Ex Libris: The New York Public Library
Directed by Frederick Wiseman
HOME, 19 July 2018
Clocking in at over three hours, this is a documentary of Tolstoyan dimensions.
As with Frederick Wiseman’s other films, there is no voiceover narration, which is not to say that his camera simply observes. Rather the camera is an intelligent device which picks up on each tiny, telling detail; a consciousness ‘on which nothing is lost’, in Henry James’s famous formulation.

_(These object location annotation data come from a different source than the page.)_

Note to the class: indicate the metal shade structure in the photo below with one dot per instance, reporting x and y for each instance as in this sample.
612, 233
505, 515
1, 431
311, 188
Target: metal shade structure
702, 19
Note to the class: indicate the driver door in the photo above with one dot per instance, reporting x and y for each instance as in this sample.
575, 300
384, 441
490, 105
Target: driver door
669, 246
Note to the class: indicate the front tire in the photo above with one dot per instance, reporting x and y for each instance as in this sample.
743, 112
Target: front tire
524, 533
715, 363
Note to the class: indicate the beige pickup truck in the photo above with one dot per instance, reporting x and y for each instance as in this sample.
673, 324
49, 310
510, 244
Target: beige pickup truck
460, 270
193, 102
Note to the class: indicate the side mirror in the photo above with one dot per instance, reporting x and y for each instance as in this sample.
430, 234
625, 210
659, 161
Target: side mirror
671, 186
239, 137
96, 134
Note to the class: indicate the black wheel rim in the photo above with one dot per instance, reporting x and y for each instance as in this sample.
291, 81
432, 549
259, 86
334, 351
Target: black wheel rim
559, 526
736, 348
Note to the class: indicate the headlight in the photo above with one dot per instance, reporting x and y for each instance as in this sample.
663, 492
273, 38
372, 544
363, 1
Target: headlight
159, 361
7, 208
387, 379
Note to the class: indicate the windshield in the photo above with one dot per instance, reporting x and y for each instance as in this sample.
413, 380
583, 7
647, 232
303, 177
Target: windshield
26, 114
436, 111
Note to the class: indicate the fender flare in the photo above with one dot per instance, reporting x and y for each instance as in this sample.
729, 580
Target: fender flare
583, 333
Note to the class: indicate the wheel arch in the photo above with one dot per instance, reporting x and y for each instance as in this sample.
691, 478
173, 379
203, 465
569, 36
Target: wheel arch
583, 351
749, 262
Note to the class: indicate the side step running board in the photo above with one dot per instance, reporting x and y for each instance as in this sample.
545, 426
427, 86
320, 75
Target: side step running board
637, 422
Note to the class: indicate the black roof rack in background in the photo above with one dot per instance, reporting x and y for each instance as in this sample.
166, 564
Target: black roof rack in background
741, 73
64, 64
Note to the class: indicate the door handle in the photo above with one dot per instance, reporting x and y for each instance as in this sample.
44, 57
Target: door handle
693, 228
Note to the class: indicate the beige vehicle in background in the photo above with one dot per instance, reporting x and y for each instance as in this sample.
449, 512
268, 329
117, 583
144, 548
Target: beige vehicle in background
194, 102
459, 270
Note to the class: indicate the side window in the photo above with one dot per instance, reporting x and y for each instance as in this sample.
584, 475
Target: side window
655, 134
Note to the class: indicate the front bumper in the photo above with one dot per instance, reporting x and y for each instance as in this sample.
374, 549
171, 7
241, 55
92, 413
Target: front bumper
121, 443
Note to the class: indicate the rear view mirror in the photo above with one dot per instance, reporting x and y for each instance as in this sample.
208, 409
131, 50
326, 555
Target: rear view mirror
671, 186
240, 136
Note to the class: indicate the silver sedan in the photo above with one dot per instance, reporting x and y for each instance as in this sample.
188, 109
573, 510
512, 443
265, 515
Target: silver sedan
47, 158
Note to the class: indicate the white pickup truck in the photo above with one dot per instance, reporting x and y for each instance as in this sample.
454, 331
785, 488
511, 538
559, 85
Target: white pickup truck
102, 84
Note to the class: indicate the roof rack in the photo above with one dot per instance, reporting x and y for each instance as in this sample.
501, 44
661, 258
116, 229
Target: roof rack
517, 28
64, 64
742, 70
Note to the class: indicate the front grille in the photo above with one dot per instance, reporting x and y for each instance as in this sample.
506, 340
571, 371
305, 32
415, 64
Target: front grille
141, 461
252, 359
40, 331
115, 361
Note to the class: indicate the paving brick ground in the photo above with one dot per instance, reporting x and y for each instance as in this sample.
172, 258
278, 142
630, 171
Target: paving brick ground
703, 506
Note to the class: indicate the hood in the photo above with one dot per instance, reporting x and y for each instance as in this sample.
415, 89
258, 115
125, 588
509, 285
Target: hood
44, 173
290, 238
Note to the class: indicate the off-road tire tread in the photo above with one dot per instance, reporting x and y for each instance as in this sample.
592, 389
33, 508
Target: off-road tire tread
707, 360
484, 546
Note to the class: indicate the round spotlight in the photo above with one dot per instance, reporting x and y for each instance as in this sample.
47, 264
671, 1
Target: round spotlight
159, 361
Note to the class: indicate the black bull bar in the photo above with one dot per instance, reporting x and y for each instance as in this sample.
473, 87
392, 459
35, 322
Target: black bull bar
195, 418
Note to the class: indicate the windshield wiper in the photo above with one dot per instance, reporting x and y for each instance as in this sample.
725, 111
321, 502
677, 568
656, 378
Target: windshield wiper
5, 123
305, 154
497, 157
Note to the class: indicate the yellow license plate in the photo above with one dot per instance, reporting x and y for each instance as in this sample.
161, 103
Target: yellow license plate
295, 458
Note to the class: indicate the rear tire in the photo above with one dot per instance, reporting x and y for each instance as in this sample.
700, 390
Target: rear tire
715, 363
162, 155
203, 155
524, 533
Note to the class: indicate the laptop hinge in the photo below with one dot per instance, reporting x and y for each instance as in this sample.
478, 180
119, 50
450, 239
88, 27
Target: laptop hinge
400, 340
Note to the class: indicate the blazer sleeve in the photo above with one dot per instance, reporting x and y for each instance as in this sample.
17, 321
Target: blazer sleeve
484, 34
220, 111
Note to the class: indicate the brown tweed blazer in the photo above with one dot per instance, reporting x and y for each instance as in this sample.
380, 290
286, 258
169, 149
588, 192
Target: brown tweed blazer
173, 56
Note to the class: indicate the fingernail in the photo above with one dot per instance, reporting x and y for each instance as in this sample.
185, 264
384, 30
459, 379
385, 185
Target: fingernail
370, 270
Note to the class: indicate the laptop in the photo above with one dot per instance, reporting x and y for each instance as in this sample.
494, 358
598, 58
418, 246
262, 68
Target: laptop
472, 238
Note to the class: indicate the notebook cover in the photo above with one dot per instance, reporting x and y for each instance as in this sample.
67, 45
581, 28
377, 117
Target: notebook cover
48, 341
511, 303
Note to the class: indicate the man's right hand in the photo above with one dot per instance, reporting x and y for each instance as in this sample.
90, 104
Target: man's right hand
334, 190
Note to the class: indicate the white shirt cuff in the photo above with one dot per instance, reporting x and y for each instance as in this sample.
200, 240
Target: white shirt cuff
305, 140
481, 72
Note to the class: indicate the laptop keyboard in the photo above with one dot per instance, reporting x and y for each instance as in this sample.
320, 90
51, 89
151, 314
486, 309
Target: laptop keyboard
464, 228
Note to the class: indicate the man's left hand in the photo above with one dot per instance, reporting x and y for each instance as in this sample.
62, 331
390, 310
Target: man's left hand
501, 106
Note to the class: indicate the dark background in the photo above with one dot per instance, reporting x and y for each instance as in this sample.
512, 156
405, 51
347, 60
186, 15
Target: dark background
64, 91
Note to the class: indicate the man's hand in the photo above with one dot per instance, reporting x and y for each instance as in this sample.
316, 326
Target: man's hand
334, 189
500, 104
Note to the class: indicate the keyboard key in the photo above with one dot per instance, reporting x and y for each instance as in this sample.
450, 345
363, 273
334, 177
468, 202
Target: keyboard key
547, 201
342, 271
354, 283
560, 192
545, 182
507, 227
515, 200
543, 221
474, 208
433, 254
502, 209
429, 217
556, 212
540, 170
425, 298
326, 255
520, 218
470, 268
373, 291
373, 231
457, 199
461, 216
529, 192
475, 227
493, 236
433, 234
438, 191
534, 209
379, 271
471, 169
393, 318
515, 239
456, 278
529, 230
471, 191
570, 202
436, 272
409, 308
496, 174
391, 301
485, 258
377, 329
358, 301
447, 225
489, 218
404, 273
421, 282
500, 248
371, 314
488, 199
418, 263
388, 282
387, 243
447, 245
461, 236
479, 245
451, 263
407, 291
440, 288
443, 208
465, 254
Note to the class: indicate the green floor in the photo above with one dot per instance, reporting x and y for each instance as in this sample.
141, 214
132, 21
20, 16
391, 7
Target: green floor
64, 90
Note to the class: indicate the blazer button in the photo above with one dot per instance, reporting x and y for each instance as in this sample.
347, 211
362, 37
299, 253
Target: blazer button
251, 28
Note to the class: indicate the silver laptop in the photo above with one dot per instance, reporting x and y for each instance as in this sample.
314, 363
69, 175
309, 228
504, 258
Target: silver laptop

So we look in on managerial meetings where funding priorities and direction of policy are debated and decided. We spy a homeless guy (and not only one) fast asleep before a book. We listen to authors (Richard Dawkins, Patti Smith) talk before a genteel audience of likeminded souls, while a reader’s group lays into Love in the Time of Cholera: the book is not so much dog-eared as voraciously dog-chewed, metaphorically speaking, at the end. Nor do we evade the contrast between the grand library building in the centre of New York City and the homely, run-down branches in the wider community. Mind, the range of activities and resources we are presented with – dance classes, concerts, lessons in mathematics and programming (boys manipulating robots), facilities for research, usable archives, the provision of e-books and internet – is impressive.
Overall, Ex Libris is a very fine, very full portrait of an invaluable institution that serves its community, its various users and stakeholders (not least children), well.